En ce domaine, la politique est concernée, car « la mise en œuvre du bien commun et de la paix est liée aux droits et devoirs de l’homme ». Le message déplore à ce propos « quelques graves lacunes et incongruités » dans les politiques actuelles, qui par la libéralisation de l’avortement ou l’euthanasie, « attentent à la vie des plus faibles », constate l’évêque.

Les droits sociaux sont également importants, parmi lesquels « le droit au travail », qui est « fondamental » et non « marginal », rappelle-t-il.

Nouveau modèle de développement

La voie concrète pour la paix et le bien commun est « la réalisation d’un nouveau modèle de développement et d’économie », déclare Mgr Toso par ailleurs, soulignant que Benoît XVI met l’accent sur la crise alimentaire, « bien plus grave que la crise financière ».

Alors que le monde fait face à un « accroissement de la pauvreté », le thème de l’accès et de la disponibilité de la nourriture au niveau mondial « s’impose toujours plus, face aux phénomènes de l’augmentation des prix, des spéculations sur les denrées alimentaires, du land grabbing ».

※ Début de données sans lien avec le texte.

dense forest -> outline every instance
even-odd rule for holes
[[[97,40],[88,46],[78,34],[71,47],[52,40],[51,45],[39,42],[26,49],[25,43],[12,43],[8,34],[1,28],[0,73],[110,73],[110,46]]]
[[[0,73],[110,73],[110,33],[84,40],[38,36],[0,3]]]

En l’occurrence, poursuit Mgr Toso, le message « indique une perspective globale de solution » : tous les sujets sociaux doivent être mobilisés – société civile, communauté internationale – pour des « réformes du système commercial international, et de la politique agricole », en mettant les agriculteurs « au centre ».

Il s’agit de renforcer « leurs moyens » et « leur capacité d’organisation » et de les mettre « en condition de pouvoir accomplir leur activité de façon digne et durable ».